Pada penelitian ini (tabel 5.3.), dapat dilihat bahwa nilai MPV lebih tinggi pada pasien Diabetes Mellitus yang nilai HBA1c nya ≥6 %, (9.56±1.12 fL). Kadar HBA1c menggambarkan kadar glukosa dalam darah rata-rata dalam jangka waktu 2-3 bulan sebelum pemeriksaan. HBA1c akan meningkat bila telah terjadi proses glikosilasi non enzimatik dari hemoglobin. Pada orang normal, sekitar 4-6% hemoglobin akan mengalami glikosilasi menjadi HBA1c. Pada hiperglikemia

yang berkepanjangan, kadar HBA1c meningkat 18-20%. Glikosilasi tidak mengganggu kemampuan hemoglobin mengangkut oksigen, tetapi kadar HBA1c yang tinggi mencerminkan kurangnya pengendalian diabetes (Foster, 2000). Dalam penelitian Ulutas et al, (2014) juga mendapatkan nilai MPV yang lebih tinggi secara signifikan pada pasien Diabetes Melitus tipe 2 yang nilai HBA1c nya ≥7 % (8.3±1.3 fL) dibandingakan dengan yang nilai HBA1c nya <7 % (7.5 ± 1.1 fL). Ulutas, et al (2014) mengemukakan bahwa hiperglikemia dapat meningkatkan reaktivitas platelet (peningkatan nilai MPV) dengan beberapa mekanisme, salah satunya melalui proses glikosilasi non enzimatik , dimana proses glikosilasi non enzimatik dari hemoglobin juga menyebabkan meningkatnya nilai HBA1c (Foster, 2000 dalam Wahyuni, 2012).

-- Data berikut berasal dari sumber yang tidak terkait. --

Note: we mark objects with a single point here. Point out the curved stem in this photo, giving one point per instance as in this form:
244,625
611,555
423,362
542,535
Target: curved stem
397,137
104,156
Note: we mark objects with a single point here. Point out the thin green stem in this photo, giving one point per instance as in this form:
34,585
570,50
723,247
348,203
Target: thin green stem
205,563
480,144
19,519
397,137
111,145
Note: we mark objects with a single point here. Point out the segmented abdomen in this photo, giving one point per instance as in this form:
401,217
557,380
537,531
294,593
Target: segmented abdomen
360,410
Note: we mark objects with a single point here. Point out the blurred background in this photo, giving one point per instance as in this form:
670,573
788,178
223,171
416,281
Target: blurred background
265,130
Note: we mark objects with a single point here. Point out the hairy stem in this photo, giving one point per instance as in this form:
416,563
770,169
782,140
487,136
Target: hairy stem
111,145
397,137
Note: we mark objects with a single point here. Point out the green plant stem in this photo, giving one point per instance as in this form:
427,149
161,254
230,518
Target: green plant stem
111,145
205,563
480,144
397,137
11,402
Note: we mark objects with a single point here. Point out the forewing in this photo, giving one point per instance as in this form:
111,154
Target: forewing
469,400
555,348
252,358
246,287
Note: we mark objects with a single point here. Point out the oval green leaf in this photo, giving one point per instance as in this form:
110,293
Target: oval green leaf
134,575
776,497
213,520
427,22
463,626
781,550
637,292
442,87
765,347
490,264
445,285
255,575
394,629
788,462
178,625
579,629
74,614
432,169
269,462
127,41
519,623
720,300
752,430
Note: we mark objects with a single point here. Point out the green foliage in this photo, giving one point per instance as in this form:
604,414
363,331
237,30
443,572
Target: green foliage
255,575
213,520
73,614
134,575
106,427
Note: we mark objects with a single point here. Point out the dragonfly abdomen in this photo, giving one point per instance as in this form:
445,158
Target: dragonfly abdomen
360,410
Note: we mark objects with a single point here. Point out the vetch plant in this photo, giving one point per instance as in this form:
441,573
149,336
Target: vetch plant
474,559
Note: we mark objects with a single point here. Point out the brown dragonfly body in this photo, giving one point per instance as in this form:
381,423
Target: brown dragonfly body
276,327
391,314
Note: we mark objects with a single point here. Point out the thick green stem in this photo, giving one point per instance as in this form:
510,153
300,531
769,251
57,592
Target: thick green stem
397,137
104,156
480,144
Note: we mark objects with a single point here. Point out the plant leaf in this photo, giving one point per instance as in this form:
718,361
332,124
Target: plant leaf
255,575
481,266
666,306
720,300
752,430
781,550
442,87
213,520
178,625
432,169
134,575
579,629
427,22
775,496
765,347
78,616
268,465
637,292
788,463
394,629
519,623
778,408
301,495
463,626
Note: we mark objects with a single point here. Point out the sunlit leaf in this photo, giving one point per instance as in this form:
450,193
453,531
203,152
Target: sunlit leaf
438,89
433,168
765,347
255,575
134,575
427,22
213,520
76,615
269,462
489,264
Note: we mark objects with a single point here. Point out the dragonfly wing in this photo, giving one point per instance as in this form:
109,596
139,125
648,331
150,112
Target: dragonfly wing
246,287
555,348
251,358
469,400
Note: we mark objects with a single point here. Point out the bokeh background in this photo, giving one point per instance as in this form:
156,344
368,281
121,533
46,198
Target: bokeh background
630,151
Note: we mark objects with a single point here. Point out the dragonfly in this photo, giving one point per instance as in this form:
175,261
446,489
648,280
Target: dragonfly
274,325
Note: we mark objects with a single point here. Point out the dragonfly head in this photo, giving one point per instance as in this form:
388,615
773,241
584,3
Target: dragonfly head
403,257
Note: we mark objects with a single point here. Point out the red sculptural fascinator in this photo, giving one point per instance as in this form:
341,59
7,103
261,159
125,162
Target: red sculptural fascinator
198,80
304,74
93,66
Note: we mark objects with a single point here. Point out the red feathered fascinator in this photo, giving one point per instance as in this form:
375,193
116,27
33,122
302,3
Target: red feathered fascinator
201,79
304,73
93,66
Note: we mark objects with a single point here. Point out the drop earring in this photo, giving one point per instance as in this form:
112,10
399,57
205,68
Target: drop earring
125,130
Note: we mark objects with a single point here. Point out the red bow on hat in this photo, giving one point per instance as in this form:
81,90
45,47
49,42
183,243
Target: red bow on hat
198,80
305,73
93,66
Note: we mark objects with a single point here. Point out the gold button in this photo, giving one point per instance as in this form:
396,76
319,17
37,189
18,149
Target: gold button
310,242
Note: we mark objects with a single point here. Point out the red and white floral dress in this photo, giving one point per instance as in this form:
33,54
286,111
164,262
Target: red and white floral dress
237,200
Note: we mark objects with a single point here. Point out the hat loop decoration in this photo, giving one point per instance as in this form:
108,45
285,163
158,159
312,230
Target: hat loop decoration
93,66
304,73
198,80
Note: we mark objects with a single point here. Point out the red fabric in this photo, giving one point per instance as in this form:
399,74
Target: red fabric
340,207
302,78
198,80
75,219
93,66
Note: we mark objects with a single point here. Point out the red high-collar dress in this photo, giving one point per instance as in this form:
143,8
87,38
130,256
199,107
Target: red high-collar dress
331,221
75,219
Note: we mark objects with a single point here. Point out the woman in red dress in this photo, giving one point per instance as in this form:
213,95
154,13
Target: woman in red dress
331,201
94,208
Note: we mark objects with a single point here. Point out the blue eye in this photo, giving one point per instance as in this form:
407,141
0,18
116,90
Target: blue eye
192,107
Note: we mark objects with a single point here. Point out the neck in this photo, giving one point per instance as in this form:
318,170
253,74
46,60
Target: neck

Sehingga, hiperglikemia yang berkepanjangan (tidak tekontrol) secara langsung akan meningkatkan nilai HBA1c dan MPV melalui proses glikosilasi non enzimatik (Foster, 2000).

Dari penelitian ini (tabel 5.4.), dapat dilihat bahwa jumlah komplikasi Diabetes Melitus tipe 2 meningkat seiring dengan meningkatnya nilai MPV.Mean Platelet Volume menggambarkan ukuran rata-rata dan aktivitas dari platelet. Platelet yang semakin membesar akan semakin muda, dan lebih reaktif dan mudah agregasi. Diperkirakan adanya hubungan antara MPV dan komplikasi diabetes vaskular yang menyebabkan terjadinya trombogenesis. MPV yang tinggi menjadi faktor risiko terjadinya komplikasi vaskular pada Diabetes Melitus Tipe 2 (Kodiatte et al, 2012). Akan tetapi, Hekimsoy et al (2004) dalam penelitiannya, mengatakan bahwa MPV tidak signifikan berbeda antara pasien DM yang memiliki komplikasi dengan pasien tanpa komplikasi.

Dari penelitian penelitian ini (tabel 5.5.), dapat dilihat bahwa pasien yang menderita DM Tipe 2 selama kurang dari tiga tahun, memiliki nilai MPV (9.15±1.04 fL), yang menderita selama 3-5 tahun memiliki nilai MPV (9.75±1.08 fL), dan pasien yang telah menderita DM lebih dari lima tahun memiliki nilai MPV (9.57±1.372 fL). Dari hasil ini, tidak dapat disimpulkan bahwa semakin lama menderita Diabetes Melitus Tipe 2 maka akan semakin tinggi nilai MPV, ataupun sebaliknya. Kodiatte et al, (2012), dalam penelitiannya juga mengatakan

bahwa tidak ada hubungan antara nilai Mean Platelet Volume (MPV) dengan durasi Diabetes Melitus atau lama menderita Diabetes Melitus.

Dari penelitian ini (tabel 5.6.), dapat dilihat bahwa pasien Diabetes Melitus tipe 2 dengan ulkus memiliki nilai MPV yang lebih tinggi (9.82±1.16 fL).Sedangkan Pasien Diabetes Mellitus tanpa adanya ulkus atau gangren memiliki nilai MPV (9.31±1.099 fL).Namun, peneliti belum menemukan hasil penelitian yang mengatakan ada atau tidaknya hubungan terjadinya ulkus atau gangren pada Diabetes Melitus tipe 2 dengan nilai MPV. Menurut Hasibuan (2009) dalam tesisnya mengatakan, bahwa secara umum Diabetes Melitus akan disertai dengan kejadian protrombotik, yaitu perubahan-perubahan proses trombosis dan fibrinolisis, dimana trombosis menjadi salah satu penyulit yang meningkatkan angka morbiditas komplikasi ulkus kaki diabetik. Sehingga, menurut penulis, ada pengaruh nilai MPV dengan komplikasi ulkus diabetik. Karena, dengan meningkatnya nilai MPV, maka akan meningkat juga kejadian protrombotik yang pada akhirnya dapat menyebabkan proses trombosis (Ulutas, et al, 2012).